Image source, Getty Images

The government is set to cap the price of electricity from older renewable and nuclear facilities as early as this week, the BBC understands.

The plans could hit the profits of energy companies including SSE, Scottish Power, RWE and EDF Energy.

Firms are concerned that further price limits could upset the UK’s reputation for a stable regulatory environment and deter future investment.

Energy bosses will discuss their concerns with the government on Monday.

Currently, the price of electricity generated in older facilities is linked to the cost of gas. This is different at newer facilities, who produce power at an agreed price.

In years gone by, electricity produced by gas had been the cheapest – but this is no longer the case.

In fact, those nuclear and renewable producers are making very significant excess profits because the price of gas has rocketed, but their costs of production have not.

These profits have prompted calls for a windfall tax on them.

This was looked at by the Treasury under former Chancellor Rishi Sunak, but was ultimately rejected as it was very complex and energy producers argued it sent a perverse message about investment in renewables.

Also, the problem with a windfall tax is that while it addresses the profit, the price doesn’t come down.

If you cap the price – then profits, prices and therefore inflation comes down.
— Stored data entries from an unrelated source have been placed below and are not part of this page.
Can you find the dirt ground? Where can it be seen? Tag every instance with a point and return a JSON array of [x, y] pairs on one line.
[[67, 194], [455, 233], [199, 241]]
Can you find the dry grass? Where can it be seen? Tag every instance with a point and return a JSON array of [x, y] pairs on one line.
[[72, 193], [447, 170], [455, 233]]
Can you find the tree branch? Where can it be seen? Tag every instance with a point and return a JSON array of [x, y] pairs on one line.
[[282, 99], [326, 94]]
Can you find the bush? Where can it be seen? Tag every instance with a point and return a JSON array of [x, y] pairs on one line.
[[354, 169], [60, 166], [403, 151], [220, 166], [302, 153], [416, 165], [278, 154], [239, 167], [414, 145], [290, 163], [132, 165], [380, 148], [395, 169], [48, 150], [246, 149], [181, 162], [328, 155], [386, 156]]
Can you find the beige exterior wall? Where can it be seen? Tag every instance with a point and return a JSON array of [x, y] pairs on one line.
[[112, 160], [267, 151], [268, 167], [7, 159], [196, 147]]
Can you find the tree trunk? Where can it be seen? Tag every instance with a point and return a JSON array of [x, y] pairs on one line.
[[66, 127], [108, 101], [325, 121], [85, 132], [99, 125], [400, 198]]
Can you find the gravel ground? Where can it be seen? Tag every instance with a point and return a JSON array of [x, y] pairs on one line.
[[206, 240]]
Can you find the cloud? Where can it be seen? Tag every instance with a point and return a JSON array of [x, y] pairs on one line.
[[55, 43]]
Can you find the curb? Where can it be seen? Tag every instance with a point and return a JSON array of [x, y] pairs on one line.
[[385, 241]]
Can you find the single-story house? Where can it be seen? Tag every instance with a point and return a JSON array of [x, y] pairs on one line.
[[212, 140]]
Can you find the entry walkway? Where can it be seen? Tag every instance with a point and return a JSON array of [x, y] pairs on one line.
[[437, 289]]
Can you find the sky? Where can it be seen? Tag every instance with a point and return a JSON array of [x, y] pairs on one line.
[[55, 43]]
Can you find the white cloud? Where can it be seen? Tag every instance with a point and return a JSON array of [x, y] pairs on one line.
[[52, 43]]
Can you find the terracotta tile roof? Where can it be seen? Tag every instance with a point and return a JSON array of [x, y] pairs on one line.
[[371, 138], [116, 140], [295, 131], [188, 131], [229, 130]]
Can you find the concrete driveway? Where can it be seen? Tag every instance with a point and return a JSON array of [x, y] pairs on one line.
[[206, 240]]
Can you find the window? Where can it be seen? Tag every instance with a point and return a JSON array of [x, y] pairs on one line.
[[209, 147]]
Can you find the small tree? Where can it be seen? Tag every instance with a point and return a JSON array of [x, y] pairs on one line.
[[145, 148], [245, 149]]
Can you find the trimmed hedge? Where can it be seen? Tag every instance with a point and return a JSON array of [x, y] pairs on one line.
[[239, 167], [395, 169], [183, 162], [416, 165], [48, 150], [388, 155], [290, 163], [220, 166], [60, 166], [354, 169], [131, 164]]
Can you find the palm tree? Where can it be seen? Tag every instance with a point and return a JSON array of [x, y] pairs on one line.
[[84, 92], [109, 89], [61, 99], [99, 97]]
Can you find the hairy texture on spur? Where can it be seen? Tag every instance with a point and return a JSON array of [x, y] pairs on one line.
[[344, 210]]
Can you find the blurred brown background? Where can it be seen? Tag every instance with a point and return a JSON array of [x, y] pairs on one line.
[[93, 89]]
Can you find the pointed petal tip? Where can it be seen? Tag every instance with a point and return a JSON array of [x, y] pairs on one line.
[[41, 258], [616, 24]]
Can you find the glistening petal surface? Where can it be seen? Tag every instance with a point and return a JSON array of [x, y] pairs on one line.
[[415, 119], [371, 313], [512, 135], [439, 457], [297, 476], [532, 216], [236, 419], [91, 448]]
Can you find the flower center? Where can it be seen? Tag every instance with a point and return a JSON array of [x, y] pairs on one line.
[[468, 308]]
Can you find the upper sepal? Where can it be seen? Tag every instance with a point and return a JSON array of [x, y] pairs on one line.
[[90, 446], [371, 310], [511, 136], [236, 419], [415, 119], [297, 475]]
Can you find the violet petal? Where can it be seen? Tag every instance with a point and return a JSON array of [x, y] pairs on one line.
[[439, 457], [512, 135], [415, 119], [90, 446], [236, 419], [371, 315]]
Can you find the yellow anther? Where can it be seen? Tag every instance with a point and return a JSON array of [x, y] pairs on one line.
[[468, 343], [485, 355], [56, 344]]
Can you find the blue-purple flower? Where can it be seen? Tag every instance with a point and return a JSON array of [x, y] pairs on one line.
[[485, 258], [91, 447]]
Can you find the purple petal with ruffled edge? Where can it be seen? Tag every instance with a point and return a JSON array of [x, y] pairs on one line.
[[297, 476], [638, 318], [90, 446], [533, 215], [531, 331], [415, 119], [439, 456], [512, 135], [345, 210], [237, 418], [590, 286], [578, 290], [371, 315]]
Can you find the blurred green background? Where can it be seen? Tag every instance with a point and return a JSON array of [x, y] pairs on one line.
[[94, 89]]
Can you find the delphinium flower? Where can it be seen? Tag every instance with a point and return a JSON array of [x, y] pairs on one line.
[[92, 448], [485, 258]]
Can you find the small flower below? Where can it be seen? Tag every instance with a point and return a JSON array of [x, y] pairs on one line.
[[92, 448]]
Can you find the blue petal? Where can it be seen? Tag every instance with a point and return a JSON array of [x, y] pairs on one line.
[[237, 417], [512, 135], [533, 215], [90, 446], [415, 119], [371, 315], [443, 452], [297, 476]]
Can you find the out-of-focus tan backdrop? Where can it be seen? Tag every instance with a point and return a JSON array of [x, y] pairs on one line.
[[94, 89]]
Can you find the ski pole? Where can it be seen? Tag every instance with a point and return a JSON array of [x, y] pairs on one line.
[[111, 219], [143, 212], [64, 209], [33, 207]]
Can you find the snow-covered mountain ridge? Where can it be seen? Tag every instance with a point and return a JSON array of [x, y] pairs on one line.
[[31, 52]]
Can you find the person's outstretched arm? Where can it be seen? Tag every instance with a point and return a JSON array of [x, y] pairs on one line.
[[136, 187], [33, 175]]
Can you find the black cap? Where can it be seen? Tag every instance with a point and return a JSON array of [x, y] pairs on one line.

The latter is a key attraction to the government, which has £500bn of debt.

The electricity producers are lobbying hard against this and warn that an intervention like this has several risks.

Firstly, it will reduce the incentive for energy retailers to buy in advance – creating a less predictable, more volatile market.

Secondly, they have already sold most of what they expect to produce this year and next.

Any government haste to tinker with contracts already signed could cause market disruptions at a time when the volatile economic weather can magnify market dislocations into major crises, energy firms said.

Some energy bosses said they would actually prefer a windfall tax – with one mentioning he would be happy to pay tax at 25% rather than the current 19% and pointed out that the oil and gas companies are able to reduce their tax burden by 91% for every pound they invested.

One said that it “would be perverse to impose higher effective taxes on renewables than on oil and gas companies.”

The electricity producers are trying to protect their profits but the government is equally determined to find a way to lower bills and inflation.

If it does cause market chaos and deters future investment, the industry will say the government has been warned.